Mafia: l’arsenale ritrovato a Milazzo dalle dichiarazioni del collaboratore Carmelo D’Amico. Saranno giudicati con l’abbreviato i custodi di armi e droga


23 luglio 25015 

Saranno giudicati con il rito abbreviato il prossimo 18 settembre i fratelli Giuseppe e Francesco Anania, entrambi carabinieri, che insieme ai figli Felice e Christian, devono rispondere a vario titolo di favoreggiamento e di detenzione illegale di armi e droga, ritrovata nell’agosto 2014 all’interno di un terreno di loro proprietà, in via Isonzo nella contrada Bastione di Milazzo.

La scelta del rito abbreviato avanzata dai legali Pinuccio Calabrò e Tindaro Celi è stata accolta dal gip del tribunale di Barcellona, che ha fissato l’udienza per la discussione e per la sentenza alla ripresa dall’attività giudiziaria dopo la pausa estiva. La vicenda ha preso le mosse dalle prime dichiarazioni del collaboratore di giustizia, Carmelo D’Amico, nell’estate 2014 indicò proprio il territorio di proprietà di Francesco Anania, come luogo in cui erano stati conservati ingenti quantitativi di armi, nella disponibilità della famiglia mafiosa barcellonese.

Dagli scavi eseguiti dai carabinieri del Ros e dai vigili del fuoco venne trovato riscontro al racconto di D’Amico, con il ritrovamento anche di una partita di droga. Nell’immediatezza dei fatti, scattò l’arresto per il carabiniere Francesco Anania e per il figlio Christian, scoperto con addosso 200 grammi di cocaina e 300 grammi di marijuana, con l’aggravante del favoreggiamento dell’organizzazione mafiosa. Le successive indagini portano al coinvolgimento di Felice, nipote di Francesco e figlio di Giuseppe, quest’ultimo già condannato in primo grado per l’omicidio passionale di Stefano Mobilia, nuovo compagno dell’ex moglie, avvenuto nel 2009 sul lungomare di Ponente a Milazzo.

Nella formulare le accuse la Procura di Barcellona si era avvalsa infatti delle intercettazioni ambientali in carcere durante un colloquio tra i due fratelli, in cui si faceva riferimento alle dichiarazioni di D’Amico ed al terreno dove furono ritrovate armi e droga. Con parole cifrate secondo gli investigatori, Giuseppe Anania avrebbe invitato il fratello “a dare corso ad un’accurata opera di scerbatura in campagna” e sulla dichiarazioni di D’Amico avrebbe aggiunto “questo fa danno, sicuro, capito?”.

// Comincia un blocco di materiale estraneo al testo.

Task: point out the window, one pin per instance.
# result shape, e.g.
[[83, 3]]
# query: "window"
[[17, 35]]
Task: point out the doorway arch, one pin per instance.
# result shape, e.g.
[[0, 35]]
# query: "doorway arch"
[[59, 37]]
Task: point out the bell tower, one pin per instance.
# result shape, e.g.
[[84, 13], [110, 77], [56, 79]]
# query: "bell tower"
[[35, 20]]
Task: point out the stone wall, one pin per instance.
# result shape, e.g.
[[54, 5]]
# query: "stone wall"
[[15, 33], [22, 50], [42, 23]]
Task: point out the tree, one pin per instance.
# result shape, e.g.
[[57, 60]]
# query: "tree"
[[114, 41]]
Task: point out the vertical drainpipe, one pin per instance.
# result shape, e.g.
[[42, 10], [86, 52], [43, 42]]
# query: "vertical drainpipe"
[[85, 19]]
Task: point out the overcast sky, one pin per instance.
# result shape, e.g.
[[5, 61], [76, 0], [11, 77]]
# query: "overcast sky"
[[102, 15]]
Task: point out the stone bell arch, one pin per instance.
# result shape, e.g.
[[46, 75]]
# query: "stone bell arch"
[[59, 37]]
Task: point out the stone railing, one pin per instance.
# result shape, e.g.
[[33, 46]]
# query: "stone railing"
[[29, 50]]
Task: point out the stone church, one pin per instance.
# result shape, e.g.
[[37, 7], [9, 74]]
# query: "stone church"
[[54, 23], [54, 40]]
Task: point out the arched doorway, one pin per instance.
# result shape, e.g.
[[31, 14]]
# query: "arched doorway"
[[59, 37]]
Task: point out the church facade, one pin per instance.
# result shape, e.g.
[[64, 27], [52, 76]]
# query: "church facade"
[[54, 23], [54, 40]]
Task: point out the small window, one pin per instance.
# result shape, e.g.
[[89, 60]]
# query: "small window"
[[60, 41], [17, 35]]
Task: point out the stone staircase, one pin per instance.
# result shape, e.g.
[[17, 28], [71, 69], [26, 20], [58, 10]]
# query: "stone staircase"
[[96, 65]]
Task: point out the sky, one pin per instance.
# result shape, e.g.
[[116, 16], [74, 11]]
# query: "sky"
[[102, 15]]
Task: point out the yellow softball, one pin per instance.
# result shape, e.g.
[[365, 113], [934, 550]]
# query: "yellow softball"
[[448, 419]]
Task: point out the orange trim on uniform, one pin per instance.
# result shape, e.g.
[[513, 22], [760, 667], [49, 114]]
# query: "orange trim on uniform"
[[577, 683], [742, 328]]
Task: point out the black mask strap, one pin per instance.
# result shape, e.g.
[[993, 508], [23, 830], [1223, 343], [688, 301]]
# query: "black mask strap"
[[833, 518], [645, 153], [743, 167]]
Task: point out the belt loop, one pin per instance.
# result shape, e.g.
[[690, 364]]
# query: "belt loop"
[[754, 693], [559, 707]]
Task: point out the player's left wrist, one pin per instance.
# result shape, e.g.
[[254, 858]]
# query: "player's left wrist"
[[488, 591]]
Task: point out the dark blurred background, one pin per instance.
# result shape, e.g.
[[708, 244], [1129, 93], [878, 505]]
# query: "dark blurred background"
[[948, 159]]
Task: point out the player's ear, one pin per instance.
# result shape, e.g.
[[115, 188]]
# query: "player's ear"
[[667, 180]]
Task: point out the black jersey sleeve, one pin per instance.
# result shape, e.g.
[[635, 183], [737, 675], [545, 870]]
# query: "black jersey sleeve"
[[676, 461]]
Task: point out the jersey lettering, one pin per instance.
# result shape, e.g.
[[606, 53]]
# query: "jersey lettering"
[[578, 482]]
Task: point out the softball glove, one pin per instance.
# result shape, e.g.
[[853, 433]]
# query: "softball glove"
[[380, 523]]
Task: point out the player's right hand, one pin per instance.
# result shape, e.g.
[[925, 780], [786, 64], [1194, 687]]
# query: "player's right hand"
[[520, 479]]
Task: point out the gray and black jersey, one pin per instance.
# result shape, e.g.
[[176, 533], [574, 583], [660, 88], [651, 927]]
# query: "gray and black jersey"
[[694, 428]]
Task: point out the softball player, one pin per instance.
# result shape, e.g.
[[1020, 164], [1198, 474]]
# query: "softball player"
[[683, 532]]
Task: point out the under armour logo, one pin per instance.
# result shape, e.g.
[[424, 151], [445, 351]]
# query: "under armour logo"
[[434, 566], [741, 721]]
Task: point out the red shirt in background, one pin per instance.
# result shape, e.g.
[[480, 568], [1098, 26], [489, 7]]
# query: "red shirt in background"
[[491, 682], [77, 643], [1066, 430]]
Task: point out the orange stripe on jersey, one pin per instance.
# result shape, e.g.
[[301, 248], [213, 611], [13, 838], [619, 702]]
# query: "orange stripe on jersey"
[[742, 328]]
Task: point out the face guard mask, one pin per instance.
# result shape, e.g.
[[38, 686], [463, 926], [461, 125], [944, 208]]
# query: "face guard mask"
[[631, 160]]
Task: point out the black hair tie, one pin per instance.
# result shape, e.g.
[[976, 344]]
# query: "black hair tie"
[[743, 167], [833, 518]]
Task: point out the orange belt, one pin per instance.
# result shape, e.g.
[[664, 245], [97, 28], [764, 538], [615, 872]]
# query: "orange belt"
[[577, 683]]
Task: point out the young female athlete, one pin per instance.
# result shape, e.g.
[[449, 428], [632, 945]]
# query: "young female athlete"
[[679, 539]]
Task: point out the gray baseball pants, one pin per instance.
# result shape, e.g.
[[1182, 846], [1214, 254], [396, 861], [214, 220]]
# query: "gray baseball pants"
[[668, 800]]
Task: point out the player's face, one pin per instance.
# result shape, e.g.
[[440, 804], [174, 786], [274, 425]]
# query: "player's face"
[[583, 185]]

Il gip del tribunale di Barcellona Anna Adamo, in occasione della convalidato dell’arresto di Francesco Anania, non aveva però ritenuto sufficienti gli elementi raccolti per contestare anche l’aggravante di aver favorito l’organizzazione mafiosa operante nel comprensorio tra Barcellona e Milazzo, confermando solo l’accusa di detenzione illegale di armi e droga. Per i due ragazzi l’accusa è di detenzione di armi per Felice Anania e di favoreggiamento nello spaccio di sostanze stupefacenti per Christian Anania.